# Big lava stones, somewhat like Unzan stone, but w/o the ADA manual on "how to use"



## Hardy85 (May 3, 2013)

I gotta say the seiryu stone is much nicer, I like the lighter color and sharper edges, the lava stone in the last pic looks too rounded for my liking...

Just my $.02

But I like that style layout


----------



## plantbrain (Dec 15, 2003)

Hardy85 said:


> I gotta say the seiryu stone is much nicer, I like the lighter color and sharper edges, the lava stone in the last pic looks too rounded for my liking...
> 
> Just my $.02
> 
> But I like that style layout


These are mimicing the Unzan type of stone a bit, but I'm not really using them like the column design.


----------



## rah-bop (Apr 28, 2012)

As someone who just spent three weeks hunting for the perfect pieces of hardscape wood, I want to swim through those piles of sticks in the background.


----------



## Black Hills Tj (Jul 19, 2008)

rah-bop said:


> As someone who just spent three weeks hunting for the perfect pieces of hardscape wood, I want to swim through those piles of sticks in the background.


No kiddin, thats gold.

BTW-your sig looks like eyes.


----------



## DaveFish (Oct 7, 2011)

Those look similar to rock morphs I see while collecting... I actually try to get the rocks with more holes for added character and mainly because of weight. I actually have a pile that look really similar to these.


----------



## plantbrain (Dec 15, 2003)

DaveFish said:


> Those look similar to rock morphs I see while collecting... I actually try to get the rocks with more holes for added character and mainly because of weight. I actually have a pile that look really similar to these.

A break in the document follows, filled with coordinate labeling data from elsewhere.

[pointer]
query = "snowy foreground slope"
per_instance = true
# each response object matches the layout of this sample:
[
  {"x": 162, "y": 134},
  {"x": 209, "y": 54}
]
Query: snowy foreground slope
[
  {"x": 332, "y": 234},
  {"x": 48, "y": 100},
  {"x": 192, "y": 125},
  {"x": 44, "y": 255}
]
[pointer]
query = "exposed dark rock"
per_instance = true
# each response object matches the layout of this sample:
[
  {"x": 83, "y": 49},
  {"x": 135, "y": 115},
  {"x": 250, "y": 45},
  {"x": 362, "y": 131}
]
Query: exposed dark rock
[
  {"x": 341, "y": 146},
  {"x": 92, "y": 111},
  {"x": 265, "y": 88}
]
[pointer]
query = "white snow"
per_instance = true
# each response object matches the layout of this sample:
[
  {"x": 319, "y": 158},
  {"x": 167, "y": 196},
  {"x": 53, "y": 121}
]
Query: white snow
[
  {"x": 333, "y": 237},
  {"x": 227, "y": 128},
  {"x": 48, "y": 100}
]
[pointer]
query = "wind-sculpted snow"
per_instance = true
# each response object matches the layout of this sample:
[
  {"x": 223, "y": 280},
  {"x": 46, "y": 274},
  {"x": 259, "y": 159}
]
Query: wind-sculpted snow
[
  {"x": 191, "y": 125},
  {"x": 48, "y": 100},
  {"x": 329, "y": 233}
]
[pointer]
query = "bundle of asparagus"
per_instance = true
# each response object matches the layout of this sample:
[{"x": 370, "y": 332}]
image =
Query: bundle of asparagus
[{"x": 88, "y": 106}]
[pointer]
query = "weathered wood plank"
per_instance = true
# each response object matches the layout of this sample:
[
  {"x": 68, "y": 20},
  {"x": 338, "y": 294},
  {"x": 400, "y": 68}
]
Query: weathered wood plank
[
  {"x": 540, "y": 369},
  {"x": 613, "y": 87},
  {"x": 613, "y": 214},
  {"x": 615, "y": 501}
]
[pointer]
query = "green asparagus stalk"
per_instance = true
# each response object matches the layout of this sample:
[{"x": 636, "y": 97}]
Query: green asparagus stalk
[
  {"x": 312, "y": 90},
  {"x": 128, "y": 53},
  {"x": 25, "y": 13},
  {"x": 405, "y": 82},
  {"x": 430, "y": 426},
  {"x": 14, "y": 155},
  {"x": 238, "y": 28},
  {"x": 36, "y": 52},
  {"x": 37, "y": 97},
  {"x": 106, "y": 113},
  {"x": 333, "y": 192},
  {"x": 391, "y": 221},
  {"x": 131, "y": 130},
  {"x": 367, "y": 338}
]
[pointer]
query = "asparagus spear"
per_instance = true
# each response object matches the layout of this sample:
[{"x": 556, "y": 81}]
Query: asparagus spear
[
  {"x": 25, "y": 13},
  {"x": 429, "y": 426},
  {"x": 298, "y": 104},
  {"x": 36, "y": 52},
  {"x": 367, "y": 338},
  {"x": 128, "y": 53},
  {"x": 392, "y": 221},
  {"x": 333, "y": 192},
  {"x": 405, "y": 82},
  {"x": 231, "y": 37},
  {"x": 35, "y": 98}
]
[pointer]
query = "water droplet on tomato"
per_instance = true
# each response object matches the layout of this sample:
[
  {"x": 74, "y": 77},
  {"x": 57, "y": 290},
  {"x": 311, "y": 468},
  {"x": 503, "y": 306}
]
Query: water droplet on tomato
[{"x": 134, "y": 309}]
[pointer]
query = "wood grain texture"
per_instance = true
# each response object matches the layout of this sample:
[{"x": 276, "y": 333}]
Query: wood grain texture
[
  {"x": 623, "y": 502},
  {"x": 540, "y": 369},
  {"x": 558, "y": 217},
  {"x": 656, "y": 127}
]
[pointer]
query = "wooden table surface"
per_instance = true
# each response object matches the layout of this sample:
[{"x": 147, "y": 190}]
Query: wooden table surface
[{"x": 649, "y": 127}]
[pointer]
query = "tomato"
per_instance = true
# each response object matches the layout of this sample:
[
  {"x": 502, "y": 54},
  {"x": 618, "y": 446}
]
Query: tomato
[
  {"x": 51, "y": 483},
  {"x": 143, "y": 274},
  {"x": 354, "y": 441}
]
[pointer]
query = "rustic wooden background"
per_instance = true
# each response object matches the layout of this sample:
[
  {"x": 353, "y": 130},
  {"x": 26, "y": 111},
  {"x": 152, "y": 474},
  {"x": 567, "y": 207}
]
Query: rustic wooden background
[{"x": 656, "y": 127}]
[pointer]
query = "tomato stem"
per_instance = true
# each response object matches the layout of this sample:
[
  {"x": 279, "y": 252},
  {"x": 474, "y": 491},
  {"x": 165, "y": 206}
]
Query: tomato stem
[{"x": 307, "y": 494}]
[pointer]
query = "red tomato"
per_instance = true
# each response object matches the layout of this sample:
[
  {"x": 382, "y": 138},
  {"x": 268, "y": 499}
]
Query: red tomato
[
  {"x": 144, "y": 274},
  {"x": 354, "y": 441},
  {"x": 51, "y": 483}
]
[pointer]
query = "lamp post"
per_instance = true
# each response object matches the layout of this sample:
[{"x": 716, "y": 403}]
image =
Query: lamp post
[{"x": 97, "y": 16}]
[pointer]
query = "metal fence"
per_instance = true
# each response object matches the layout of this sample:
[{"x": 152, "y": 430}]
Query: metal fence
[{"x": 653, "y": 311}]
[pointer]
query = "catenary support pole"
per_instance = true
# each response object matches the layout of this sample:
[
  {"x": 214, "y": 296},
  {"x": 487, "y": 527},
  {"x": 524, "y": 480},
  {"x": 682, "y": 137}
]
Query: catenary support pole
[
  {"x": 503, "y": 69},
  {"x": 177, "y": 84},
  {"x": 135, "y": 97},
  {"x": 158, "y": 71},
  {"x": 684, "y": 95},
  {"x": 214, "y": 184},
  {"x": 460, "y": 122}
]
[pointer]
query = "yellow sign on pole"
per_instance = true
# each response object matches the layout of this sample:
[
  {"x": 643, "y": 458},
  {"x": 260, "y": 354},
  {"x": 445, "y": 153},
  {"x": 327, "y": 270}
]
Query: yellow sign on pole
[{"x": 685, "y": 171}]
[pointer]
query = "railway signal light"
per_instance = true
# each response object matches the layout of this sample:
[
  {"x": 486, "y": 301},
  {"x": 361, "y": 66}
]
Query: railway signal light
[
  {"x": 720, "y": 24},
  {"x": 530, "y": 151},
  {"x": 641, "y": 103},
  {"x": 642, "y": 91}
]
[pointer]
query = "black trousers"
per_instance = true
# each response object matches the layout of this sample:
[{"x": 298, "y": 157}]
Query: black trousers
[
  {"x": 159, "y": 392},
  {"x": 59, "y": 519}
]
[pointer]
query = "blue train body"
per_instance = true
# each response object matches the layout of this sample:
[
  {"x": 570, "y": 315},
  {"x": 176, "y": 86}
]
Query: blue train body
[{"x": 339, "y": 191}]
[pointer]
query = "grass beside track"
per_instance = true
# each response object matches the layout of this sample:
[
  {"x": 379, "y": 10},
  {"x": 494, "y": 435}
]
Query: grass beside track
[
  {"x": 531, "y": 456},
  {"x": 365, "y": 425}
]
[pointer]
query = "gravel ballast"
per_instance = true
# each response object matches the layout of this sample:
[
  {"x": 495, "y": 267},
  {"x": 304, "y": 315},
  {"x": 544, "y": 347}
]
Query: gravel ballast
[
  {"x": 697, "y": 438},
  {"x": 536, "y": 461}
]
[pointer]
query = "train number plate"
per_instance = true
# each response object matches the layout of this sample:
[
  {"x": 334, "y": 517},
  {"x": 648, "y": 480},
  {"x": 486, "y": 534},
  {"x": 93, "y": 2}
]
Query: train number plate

Your lava is actually fairly different, this has much more air pocketing. This is closer to Unzan stone. Cost a lot less too.


----------



## Jonny (Jun 5, 2013)

They look great, I like the dark colour on it as I think it will really make your plants and mosses pop once they are it. Wish I had access to the sort of hardscaping materials you do lol


----------



## Petr (Jul 5, 2016)

plantbrain said:


> The two rear pieces are in excess of 100lbs each. Not easy to move around, but easier to shape and trim, place, etc than the seiryu.
> Easier to get taller vertical height.
> 
> This stone has plenty of natural variations that allow for planters without chisling etc, but it can be chiseled.
> ...


Dobrý den, kde můžu sehnat takové to kameny do akvária ? jsem s České republiky a takové to kameny tu neseženu  nevíte o nějaké prodejně kde bych si to mohl objednat ? Díky


----------